Measuring the vitamin content of fruits and vegetables in real time
Europe is moving toward the agriculture of the future. The EU Food Screening EMR project is helping producers and growers in the transition phase, like here in Holland. Work is underway on a biosensor that will determine, in real time and in the field, the amount of vitamins contained in these cucumbers or other vegetables or fruits.
Thanks to this information, farmers can adjust variables such as humidity and improve the nutritional quality of their crops. The raw data is presented in a way that farmers can understand and access on a smartphone. John Van Helden, Director & Owner of Yookr, recounts:
“Previously, if you wanted to know how much vitamins were in a vegetable or fruit, it took days to get the results: The measurements went to the lab and had to be sent back. Now you measure it with a sensor. It gives the results within a minute.”
The current version of the biosensor detects the vitamin in the food using a color code. At Maastricht University, researchers are developing the chemical part of the biosensor, the receptor element, which evaluates the exact vitamin content.
Facts & Figures
The project budget is 1.9 million euros. Half of it is funded by the European Union’s cohesion policy. About ten universities, scientists and companies from Germany, Belgium and the Netherlands are involved.
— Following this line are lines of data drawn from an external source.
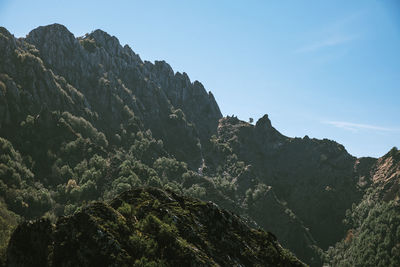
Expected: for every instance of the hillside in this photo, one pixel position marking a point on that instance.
(84, 119)
(146, 227)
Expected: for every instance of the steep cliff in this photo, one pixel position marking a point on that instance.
(146, 227)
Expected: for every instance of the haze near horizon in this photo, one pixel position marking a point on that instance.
(326, 70)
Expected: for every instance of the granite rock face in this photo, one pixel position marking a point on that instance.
(84, 118)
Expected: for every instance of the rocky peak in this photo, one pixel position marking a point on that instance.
(264, 122)
(110, 43)
(147, 225)
(51, 34)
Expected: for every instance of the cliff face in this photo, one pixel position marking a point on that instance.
(85, 119)
(146, 226)
(107, 84)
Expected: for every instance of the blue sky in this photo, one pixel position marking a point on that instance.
(326, 69)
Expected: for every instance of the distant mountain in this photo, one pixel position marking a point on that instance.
(84, 119)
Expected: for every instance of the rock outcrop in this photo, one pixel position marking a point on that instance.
(146, 226)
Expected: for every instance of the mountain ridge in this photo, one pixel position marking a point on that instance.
(84, 119)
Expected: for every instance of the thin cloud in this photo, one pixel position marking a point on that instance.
(354, 127)
(329, 42)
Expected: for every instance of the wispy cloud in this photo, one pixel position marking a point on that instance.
(354, 127)
(328, 42)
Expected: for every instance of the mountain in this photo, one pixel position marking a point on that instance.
(146, 227)
(84, 119)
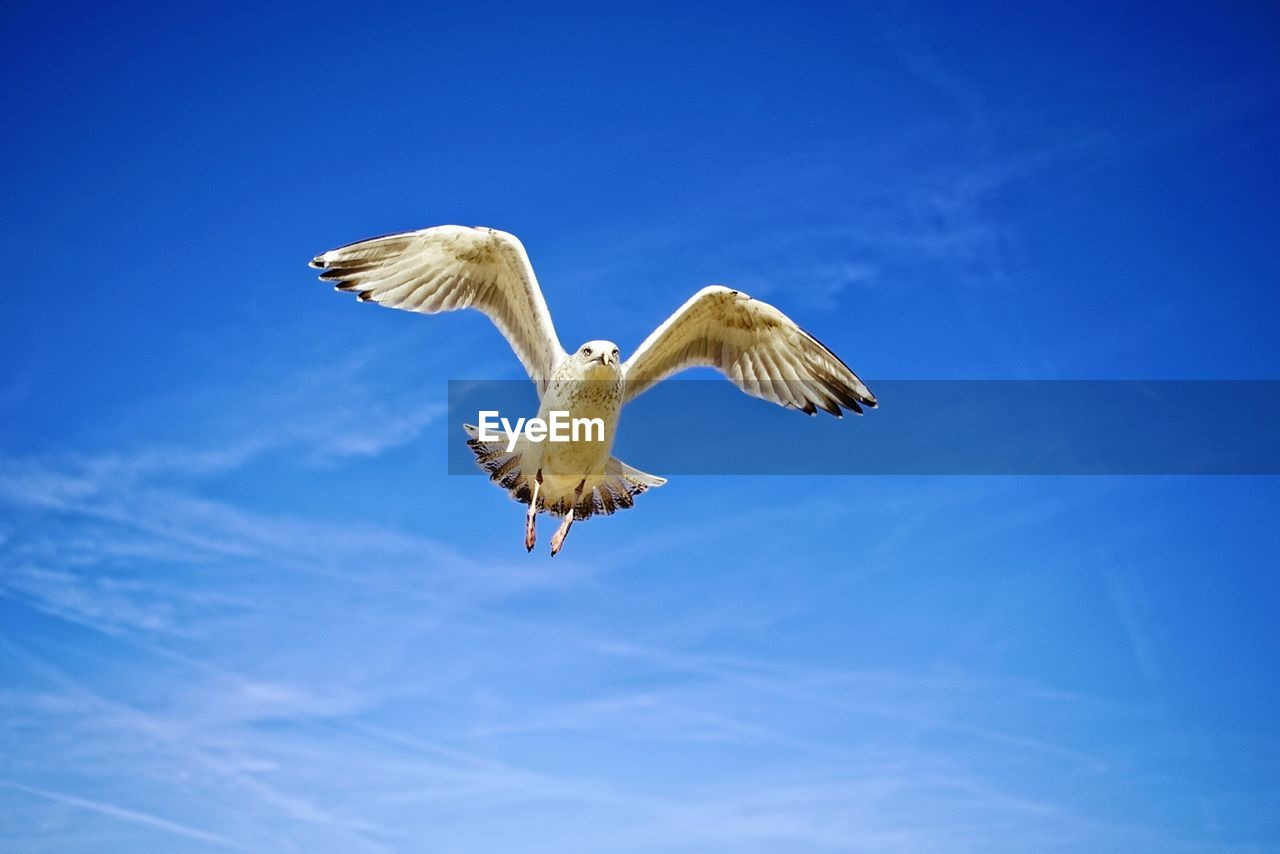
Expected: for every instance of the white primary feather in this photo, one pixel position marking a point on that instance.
(755, 346)
(449, 268)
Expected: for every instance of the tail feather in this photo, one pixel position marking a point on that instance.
(616, 489)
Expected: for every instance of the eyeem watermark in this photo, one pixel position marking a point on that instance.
(558, 428)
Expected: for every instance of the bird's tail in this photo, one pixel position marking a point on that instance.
(613, 491)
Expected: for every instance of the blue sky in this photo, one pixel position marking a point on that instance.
(242, 606)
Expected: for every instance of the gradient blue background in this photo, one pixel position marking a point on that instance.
(242, 606)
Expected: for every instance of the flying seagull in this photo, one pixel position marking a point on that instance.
(446, 268)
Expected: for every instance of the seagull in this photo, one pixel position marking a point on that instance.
(447, 268)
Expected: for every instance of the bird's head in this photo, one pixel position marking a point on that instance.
(599, 357)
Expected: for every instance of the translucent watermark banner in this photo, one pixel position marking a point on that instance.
(923, 428)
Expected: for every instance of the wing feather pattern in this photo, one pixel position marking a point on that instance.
(755, 346)
(449, 268)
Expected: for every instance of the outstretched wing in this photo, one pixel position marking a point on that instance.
(755, 346)
(448, 268)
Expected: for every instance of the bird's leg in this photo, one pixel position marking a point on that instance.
(530, 530)
(558, 539)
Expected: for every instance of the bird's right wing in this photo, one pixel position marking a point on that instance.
(448, 268)
(755, 346)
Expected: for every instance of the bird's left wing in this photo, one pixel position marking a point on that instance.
(755, 346)
(449, 268)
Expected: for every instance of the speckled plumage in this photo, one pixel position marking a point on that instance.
(755, 346)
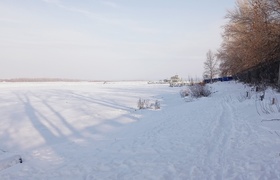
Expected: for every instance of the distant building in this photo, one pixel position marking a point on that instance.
(175, 81)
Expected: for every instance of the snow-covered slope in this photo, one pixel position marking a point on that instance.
(94, 131)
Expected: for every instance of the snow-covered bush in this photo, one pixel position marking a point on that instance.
(198, 90)
(157, 104)
(145, 104)
(184, 93)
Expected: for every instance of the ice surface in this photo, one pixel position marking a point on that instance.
(95, 131)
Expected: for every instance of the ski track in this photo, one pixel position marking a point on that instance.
(209, 140)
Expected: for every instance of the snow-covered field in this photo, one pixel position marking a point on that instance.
(94, 131)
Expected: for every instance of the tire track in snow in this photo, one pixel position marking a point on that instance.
(214, 151)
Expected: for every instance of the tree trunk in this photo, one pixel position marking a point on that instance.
(279, 74)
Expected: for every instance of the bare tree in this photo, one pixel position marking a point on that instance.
(210, 66)
(251, 37)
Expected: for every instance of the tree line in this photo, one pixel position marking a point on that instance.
(251, 37)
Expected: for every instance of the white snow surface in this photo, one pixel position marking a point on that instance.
(95, 131)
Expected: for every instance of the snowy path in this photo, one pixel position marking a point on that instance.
(210, 138)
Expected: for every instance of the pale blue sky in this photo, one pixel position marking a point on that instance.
(107, 39)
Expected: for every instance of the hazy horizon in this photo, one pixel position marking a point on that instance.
(108, 40)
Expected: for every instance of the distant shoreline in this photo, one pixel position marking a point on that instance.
(61, 80)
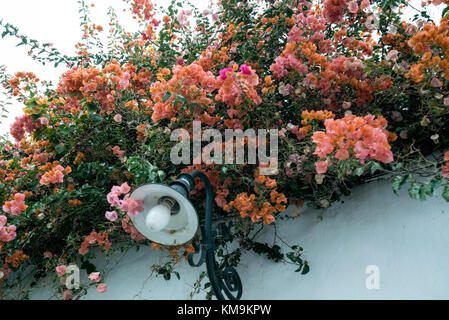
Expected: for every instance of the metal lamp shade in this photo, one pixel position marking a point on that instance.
(182, 226)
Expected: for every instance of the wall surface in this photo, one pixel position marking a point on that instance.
(407, 240)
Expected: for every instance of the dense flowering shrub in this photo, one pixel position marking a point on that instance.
(353, 90)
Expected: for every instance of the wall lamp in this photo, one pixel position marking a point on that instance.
(169, 218)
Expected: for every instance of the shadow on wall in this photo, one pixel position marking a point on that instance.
(402, 243)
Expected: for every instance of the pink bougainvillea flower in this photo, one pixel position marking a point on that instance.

Producers and consumers will use the technology to learn about the nutritional quality of individual foods: the goal is to add health claims to products to improve their product placement on the market.
“One of the things you want to know is how many nutrients are in the food,” says Bart Van Grisven, project manager Food Screening EMR . “The offerings in the supermarket are supposed to be healthy, but are they really? A sensor that can quickly tell you the vitamin C content is very useful.”
Communication is important in the shift to advanced agriculture. Brightlands Campus Greenport Venlo, a center specializing in healthy food and the future of agriculture, is responsible.
“We contact innovative companies that want to do something to help consumers eat healthier and more consciously, but also to help develop innovations,” explains Max Vogel, business developer at Brightlands Campus. “We encourage businesses to participate and help make a difference in the community.”